A romantic song and a few key scenes were shot in Pollachi in that schedule. That schedule ended on 22 August 2014 and a new schedule started at Pollachi. A few action sequences were shot under the supervision of Stun Shiva until 30 August 2014. With this, most of the film's shoot was completed. The film's team returned from Pollachi on 14 September 2014 and the next schedule started at Hyderabad on the next day. Sonal Chauhan joined the film's sets at Annapurna Studios on 29 October 2014. Few key scenes on Ram, Rakul Preet and Sonal Chauhan were shot at Ramoji Film City in mid-December 2014. Rakul Preet revealed in an interview that she would participate in the shoot of the film's climax at Samalkota after completing the climax shoot of Shimla Mirchi.

The audio and theatrical trailer was launched on 1 May 2015 and the film was scheduled to release on 15 May 2015. However, the movie got a new release date as 29 May 2015.

==Music==
S. Thaman composed the music for this film marking his hat-trick collaboration with Gopichand Malineni. The music sittings started at Thaman's music studio in Chennai where Gopichand Malineni, Ram and lyricist Bhaskarabhatla were also present. In early June 2014, the makers informed to the media that the music sittings were still ongoing under the supervision of Thaman. The music sittings ended on 16 June 2014.
The audio was finally launched on 1 May 2015. The song "Ye Pilla Pilla" was based on "You're My Darling" from the delayed film Vaalu, which also had music by Thaman.

Track list
| No. | Title | Lyrics | Artist(s) | Length |
|---|---|---|---|---|
| 1. | "Life Is Beautiful" | Chandrabose | Deepak, Rude, AK | 3:53 |
| 2. | "Dorikaade Dorikaade" | Bhaskarabhatla Ravi Kumar | Megha | 3:31 |
| 3. | "Ye Pilla Pilla" | Bhaskarabhatla Ravi Kumar | S. Thaman | 4:35 |
| 4. | "Chuda Sakagunnave" | Bhaskarabhatla Ravi Kumar | Mansi, Rita, S. Thaman | 4:04 |
| 5. | "Pandaga Chesko" | Bhaskarabhatla Ravi Kumar | Simha, Sri Krishna, Geetha Madhuri, Anjana | 3:25 |
| Total length: |  |  |  | 19:28 |

==Release==
The film released on 29 May 2015 worldwide. The film had a prerelease business of ₹15.8 crore including AP, overseas, and the rest of India.

===Critical reception===
Idlebrain rated the film 3/5 and stated, "Pandaga Chesko is a film with good interval twist and some laughs here and there. Plus points of the movie are performance by Ram and family orientation. But, the story and scenes in the movie lack freshness. This movie has commercial entertainment and family emotions. The success of this movie depends on how family crowds embrace it!" APToday rated it 2.75 out of 5 and stated, "Pandaga Chesko gives a deja vu feeling throughout the course of the movie. What works against the film is the fact that neither the story nor the format was chosen to narrate it is refreshing in any way. How long does this so-called Star Writers use the same old formula again and again? Wake up guys, It's never too late...!"
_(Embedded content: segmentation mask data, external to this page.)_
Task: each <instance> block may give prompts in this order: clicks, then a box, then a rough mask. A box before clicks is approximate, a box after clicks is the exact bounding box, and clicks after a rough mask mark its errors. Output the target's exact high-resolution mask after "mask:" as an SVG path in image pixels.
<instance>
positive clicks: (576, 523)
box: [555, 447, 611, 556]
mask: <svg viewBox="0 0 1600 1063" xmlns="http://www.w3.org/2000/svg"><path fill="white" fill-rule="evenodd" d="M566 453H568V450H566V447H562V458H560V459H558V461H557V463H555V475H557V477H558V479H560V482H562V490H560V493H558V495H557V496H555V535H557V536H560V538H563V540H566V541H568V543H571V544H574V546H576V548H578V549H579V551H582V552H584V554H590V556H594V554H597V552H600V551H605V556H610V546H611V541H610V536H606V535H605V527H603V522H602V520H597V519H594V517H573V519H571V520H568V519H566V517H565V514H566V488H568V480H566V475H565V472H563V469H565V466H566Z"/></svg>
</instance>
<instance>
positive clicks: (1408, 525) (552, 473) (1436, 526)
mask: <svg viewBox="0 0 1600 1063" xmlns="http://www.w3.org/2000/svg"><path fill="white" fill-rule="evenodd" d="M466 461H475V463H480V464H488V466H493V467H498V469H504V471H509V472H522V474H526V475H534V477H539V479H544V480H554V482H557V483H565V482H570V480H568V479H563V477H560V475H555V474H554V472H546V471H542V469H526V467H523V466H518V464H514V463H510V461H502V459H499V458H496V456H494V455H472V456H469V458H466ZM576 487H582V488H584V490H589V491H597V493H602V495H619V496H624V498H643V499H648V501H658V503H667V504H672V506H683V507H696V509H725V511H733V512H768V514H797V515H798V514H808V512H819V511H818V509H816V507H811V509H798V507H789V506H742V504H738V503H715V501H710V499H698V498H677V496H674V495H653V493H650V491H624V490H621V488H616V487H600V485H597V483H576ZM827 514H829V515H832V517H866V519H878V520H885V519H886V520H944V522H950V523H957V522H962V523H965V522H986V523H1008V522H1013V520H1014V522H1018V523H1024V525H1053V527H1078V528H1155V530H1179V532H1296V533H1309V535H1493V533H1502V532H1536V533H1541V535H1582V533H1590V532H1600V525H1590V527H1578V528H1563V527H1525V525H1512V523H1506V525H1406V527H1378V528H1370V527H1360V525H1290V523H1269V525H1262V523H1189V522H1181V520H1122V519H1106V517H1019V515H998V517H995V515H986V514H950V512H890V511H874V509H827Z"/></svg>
The Hindu called it a formulaic film with a strong screenplay that brings laughter "at regular intervals".

===Box office===
Pandaga Chesko opened to occupancy ranging 65%–75% on its first day, collecting ₹2.5 crore (share). On the second day, its collection dropped around to 20 per cent. The film collected approximately ₹2 crore (share) on the second day. Its two-day global total collection stands at ₹4.5 crore. The movie managed to collect a share of ₹10.15 crore worldwide in 7 days. On the second week, the movie collected a total gross collection of ₹22.9 crore worldwide giving a distributor share of ₹13.55 crore which The Times of AP called "above average". Finally, The movie collected an estimated gross collection of ₹28.2 crore worldwide giving a distributor share of ₹15.44 crore and managed to recover its investment.